26 January 2012

Mooning

I've been getting in too deep again. I wrote about them for a little project, and I thought it would be OK this time. I thought I'd move on quick, pretty well unscathed. But Ted and Sylvia always get me. Before I know it I'm listening to him read Lovesong over and over on youtube. I have a compulsion. It's the spider bite smiles, the promises that take off the top of his skull which the lover makes into a brooch, the heads like halves of lopped melons. It's Ted's voice free from any finalising tone, just stopping in the air, at the last line: In the morning they wore each other's face. I had to find the antidote to this heart-wrench.

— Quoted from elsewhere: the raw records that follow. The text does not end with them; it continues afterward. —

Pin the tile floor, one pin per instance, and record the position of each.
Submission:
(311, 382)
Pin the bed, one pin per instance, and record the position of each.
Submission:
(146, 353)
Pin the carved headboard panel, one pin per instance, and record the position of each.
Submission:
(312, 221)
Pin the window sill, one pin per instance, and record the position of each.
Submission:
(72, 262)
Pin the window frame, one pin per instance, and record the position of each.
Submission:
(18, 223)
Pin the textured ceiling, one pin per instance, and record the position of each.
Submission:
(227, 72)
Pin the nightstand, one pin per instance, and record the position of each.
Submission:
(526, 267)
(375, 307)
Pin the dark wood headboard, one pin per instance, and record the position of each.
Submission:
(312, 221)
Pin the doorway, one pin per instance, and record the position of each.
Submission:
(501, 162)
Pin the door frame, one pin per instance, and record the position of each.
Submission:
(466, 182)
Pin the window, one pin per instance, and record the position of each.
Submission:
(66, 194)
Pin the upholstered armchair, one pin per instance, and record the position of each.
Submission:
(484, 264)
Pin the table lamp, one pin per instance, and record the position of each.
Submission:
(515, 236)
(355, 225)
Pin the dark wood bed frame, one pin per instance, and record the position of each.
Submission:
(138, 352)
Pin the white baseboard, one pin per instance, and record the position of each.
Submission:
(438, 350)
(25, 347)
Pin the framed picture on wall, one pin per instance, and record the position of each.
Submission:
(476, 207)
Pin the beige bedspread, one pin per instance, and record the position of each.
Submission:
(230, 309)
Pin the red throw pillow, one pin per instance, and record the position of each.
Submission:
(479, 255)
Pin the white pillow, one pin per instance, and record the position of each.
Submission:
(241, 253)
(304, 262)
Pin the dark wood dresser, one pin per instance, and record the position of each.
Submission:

So from lopped melons to moon-whales. I went to the children's section of the Poetry Library and took out a copy of Ted's Moon-Whales to pull myself out of the myth and just be a kid who likes words and weird things. I also wanted to look at some pictures. I picked out the version that is illustrated by Chris Riddell. His artwork is so distinctive and immediately takes me back to me being the dorkiest of kids, nicking The Edge Chronicles that were ostensibly bought for my brothers, my favourite being the Twig trilogy. His full-page Moon-Whales illustrations that spread out and into Ted's poems are rather moon-magnificent.


Who couldn't escape from an overwrought Ted rut reading about a Moon-Haggis with its 'crazy/Cruel hiccup'? Precisely. There is a moon counterpart to everything. Moon-flowers, moon-weather, moon-illnesses, moon-witches. Everything a kid can see and hear and feel and imagine. The Moon-Hyena shrieks 'laughter of dark hell,/Mad laughter of a skull'; it is wild and a little scary 'yet it is so full of love and joy that sing it must, or bust'. Interestingly, John Burnside wrote that his totem animal is the hyena only this week. Ted's totem has come to be the fox, though I think he has much more of the badger about him.

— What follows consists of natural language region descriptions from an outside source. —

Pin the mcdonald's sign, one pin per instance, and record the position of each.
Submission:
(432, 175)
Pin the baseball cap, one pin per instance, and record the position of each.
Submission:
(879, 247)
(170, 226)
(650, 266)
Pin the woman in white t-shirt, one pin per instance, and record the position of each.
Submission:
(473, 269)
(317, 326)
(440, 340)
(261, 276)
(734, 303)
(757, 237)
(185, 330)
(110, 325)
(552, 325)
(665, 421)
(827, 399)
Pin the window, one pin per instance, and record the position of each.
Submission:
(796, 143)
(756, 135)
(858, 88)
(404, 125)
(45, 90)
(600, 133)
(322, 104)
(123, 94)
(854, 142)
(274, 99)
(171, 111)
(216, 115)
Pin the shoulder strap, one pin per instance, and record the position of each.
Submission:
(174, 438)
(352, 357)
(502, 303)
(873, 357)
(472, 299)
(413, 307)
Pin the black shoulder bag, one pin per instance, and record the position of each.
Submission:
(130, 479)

Moon-Whales is all about horrors. Perhaps not quite the antidote I foresaw. But Ted forces these horrors into rhymes, into songs. They don't all have happy endings but they are undauntedly, unwaveringly curious and quick, celebrating the odd and fantastical. The world is seen through a moon-mirror. It is dark and mad and funny and peculiar. It is not just for children. 

4 comments:

Ma said...

Well, who knew you read the Edge Chronicles? I never did. They were always, in my mind, N's books.

Anna said...

Nope, devoured the lot. Bookthief by nature. Rip-roaring reads.

mike said...

I love the pictures - Chris Riddell has done even better here than in the Edge stuff.

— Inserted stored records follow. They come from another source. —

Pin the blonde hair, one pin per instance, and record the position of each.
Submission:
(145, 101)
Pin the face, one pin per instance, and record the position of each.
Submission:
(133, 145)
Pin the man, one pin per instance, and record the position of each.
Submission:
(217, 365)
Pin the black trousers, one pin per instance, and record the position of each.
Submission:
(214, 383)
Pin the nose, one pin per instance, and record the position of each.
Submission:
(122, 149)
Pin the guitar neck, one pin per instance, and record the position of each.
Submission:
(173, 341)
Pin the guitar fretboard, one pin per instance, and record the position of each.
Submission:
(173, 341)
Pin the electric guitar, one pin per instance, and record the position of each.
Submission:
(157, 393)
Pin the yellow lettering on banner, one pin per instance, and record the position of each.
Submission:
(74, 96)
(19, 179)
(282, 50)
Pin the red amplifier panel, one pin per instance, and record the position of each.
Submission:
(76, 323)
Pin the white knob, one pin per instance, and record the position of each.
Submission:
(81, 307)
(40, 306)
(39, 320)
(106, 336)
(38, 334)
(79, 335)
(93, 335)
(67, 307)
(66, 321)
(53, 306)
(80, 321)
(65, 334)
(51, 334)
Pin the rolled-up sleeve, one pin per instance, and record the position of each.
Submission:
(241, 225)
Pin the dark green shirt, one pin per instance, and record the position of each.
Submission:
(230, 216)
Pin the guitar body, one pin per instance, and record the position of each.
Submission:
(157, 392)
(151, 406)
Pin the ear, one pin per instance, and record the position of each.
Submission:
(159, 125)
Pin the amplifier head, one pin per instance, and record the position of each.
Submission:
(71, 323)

For some reason I always thought that Hughes's totem anaimal would be a crow - why did I get that wrong?

EPSibley said...

Well, he wrote the crow poems, in which the crow is like a metaphor for all his personal demons and buried feelings, so I guess it could well be seen as his totem. But The Thought Fox is such a prominent Ted poem that I think the fox has now become kind of synonymous with him. But yeah, great pictures!